Getting started with tidyllm

Getting Started with tidyllm

tidyllm is an R package designed to provide a unified interface for interacting with various large language model APIs. This vignette will guide you through the basic setup and usage of tidyllm.

Installation

You can install tidyllm directly from GitHub using devtools:

# Install devtools if not already installed
if (!requireNamespace("devtools", quietly = TRUE)) {
  install.packages("devtools")
}

# Install tidyllm from GitHub
devtools::install_github("edubruell/tidyllm")

Setting up API Keys

Before using tidyllm, you need to set up API keys for the services you plan to use.

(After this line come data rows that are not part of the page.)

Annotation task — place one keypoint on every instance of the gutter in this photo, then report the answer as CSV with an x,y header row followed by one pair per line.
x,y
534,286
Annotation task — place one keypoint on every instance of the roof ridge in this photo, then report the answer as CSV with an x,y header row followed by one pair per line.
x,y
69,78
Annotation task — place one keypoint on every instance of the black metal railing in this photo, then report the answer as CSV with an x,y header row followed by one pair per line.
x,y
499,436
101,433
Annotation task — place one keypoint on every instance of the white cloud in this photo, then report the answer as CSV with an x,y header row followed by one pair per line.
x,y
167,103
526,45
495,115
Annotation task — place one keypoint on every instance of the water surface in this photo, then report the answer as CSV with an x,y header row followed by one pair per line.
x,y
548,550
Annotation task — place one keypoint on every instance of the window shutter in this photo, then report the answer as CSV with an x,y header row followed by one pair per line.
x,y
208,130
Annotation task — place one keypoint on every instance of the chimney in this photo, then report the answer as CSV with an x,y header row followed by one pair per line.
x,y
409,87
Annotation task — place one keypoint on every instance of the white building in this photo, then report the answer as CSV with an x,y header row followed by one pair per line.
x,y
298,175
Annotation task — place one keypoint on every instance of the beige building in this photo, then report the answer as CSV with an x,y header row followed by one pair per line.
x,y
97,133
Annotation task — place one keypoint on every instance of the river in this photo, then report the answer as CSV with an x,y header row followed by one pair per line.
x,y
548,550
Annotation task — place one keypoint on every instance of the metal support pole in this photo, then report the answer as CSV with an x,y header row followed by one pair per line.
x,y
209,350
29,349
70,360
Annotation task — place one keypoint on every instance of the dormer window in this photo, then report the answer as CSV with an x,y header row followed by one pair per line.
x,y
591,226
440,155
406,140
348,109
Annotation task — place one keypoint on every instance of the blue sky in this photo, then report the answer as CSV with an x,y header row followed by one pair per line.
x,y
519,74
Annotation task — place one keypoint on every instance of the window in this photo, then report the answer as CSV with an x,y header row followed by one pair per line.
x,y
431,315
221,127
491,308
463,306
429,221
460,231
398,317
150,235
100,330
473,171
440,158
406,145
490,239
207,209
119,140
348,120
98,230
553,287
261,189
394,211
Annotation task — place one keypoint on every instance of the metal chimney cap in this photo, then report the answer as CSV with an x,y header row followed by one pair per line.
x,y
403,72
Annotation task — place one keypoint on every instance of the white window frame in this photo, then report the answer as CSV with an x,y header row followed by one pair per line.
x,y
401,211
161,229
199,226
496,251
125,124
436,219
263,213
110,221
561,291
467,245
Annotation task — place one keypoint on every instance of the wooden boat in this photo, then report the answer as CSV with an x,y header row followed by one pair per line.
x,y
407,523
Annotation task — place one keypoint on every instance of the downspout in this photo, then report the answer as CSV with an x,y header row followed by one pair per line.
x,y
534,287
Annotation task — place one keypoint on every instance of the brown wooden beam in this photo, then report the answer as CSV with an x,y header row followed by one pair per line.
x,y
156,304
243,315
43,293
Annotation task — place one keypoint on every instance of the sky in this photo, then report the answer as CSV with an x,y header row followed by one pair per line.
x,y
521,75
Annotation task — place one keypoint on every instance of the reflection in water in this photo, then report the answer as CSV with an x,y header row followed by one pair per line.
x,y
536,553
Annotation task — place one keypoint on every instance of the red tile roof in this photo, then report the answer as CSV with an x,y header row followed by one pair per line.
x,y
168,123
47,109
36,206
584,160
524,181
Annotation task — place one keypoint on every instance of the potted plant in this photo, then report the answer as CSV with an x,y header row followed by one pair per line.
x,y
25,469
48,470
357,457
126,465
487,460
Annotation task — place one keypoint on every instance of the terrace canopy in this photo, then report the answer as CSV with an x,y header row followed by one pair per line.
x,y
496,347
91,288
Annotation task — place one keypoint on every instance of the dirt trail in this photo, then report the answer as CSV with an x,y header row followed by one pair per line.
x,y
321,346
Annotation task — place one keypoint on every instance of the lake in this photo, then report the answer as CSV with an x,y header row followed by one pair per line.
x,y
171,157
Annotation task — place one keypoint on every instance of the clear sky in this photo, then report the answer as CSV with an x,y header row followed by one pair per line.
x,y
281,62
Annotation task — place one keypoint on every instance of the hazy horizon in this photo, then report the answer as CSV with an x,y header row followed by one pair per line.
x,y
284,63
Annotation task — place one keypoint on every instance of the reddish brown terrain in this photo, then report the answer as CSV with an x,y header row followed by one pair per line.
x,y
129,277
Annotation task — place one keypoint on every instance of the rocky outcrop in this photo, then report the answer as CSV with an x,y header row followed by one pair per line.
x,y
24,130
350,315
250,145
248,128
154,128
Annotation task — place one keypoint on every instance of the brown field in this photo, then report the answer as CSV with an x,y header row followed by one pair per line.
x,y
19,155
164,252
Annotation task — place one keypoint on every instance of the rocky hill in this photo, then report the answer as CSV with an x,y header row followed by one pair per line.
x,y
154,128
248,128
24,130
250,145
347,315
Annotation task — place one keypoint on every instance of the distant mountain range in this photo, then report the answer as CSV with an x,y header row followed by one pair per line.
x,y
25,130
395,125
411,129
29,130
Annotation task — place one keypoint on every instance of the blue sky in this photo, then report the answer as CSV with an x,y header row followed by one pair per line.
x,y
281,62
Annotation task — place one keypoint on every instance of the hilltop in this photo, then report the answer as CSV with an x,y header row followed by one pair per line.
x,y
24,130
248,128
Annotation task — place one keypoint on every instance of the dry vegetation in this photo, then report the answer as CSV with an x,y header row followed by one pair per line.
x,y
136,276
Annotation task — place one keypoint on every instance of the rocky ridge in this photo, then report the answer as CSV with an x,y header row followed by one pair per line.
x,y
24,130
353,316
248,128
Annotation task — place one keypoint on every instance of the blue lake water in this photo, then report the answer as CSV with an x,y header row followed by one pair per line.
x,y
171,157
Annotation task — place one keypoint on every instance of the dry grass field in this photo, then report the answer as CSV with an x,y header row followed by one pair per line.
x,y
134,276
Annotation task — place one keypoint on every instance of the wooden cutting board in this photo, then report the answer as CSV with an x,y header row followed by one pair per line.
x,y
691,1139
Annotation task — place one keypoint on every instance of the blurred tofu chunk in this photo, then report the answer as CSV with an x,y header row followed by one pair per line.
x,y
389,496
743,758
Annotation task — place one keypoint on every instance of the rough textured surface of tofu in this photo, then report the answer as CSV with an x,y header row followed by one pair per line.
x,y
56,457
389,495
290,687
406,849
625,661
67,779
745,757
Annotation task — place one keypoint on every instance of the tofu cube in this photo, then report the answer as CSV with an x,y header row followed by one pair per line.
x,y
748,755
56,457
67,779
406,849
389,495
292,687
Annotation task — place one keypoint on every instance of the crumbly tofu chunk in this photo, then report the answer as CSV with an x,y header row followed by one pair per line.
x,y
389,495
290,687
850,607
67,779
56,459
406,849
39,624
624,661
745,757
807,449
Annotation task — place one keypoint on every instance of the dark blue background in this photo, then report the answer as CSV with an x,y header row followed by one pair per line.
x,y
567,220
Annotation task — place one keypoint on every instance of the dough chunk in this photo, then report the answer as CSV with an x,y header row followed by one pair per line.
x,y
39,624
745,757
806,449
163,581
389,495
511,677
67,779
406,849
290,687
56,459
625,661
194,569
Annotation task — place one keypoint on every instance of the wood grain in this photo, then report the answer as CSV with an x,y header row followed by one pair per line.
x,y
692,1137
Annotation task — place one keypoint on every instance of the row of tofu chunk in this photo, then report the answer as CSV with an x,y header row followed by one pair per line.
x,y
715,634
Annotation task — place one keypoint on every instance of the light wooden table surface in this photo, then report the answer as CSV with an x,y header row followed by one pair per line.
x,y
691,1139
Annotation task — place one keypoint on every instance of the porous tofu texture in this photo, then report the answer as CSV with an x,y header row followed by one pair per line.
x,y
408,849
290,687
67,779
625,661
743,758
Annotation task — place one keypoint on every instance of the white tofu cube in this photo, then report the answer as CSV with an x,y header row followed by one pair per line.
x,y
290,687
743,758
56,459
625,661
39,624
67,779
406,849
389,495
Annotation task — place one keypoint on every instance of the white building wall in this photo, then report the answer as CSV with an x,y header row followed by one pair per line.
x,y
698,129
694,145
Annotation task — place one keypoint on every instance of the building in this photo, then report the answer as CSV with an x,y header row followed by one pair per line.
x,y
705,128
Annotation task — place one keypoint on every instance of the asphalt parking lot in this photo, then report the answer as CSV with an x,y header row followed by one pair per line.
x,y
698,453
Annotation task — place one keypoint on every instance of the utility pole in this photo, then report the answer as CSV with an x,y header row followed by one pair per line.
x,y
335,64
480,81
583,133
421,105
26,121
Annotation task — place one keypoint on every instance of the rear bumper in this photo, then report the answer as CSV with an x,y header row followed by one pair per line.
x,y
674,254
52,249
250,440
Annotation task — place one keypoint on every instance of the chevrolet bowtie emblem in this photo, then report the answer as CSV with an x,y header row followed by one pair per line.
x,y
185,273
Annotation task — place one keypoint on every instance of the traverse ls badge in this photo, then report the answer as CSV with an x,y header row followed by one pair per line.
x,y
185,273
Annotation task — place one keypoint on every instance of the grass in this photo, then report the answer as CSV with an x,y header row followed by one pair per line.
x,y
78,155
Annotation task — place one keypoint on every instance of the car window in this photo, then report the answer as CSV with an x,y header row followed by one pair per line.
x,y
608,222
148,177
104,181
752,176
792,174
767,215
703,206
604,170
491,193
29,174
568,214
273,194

Here’s how to set them up for different providers:

Anthropic (Claude):

Sys.setenv(ANTHROPIC_API_KEY = "YOUR-ANTHROPIC-API-KEY")

OpenAI (ChatGPT):

Sys.setenv(OPENAI_API_KEY = "YOUR-OPENAI-API-KEY")

Groq:

Sys.setenv(GROQ_API_KEY = "YOUR-GROQ-API-KEY")

Alternatively, you can set these keys in your .Renviron file for persistent storage. For this, execute usethis::edit_r_environ(), and add a line with with an API key in this file, for example:

ANTHROPIC_API_KEY="XX-XXXXXXXXXXXXXXXXXXXXXXXXXXXXXXXXXXXXXXXXXXXXXXXX"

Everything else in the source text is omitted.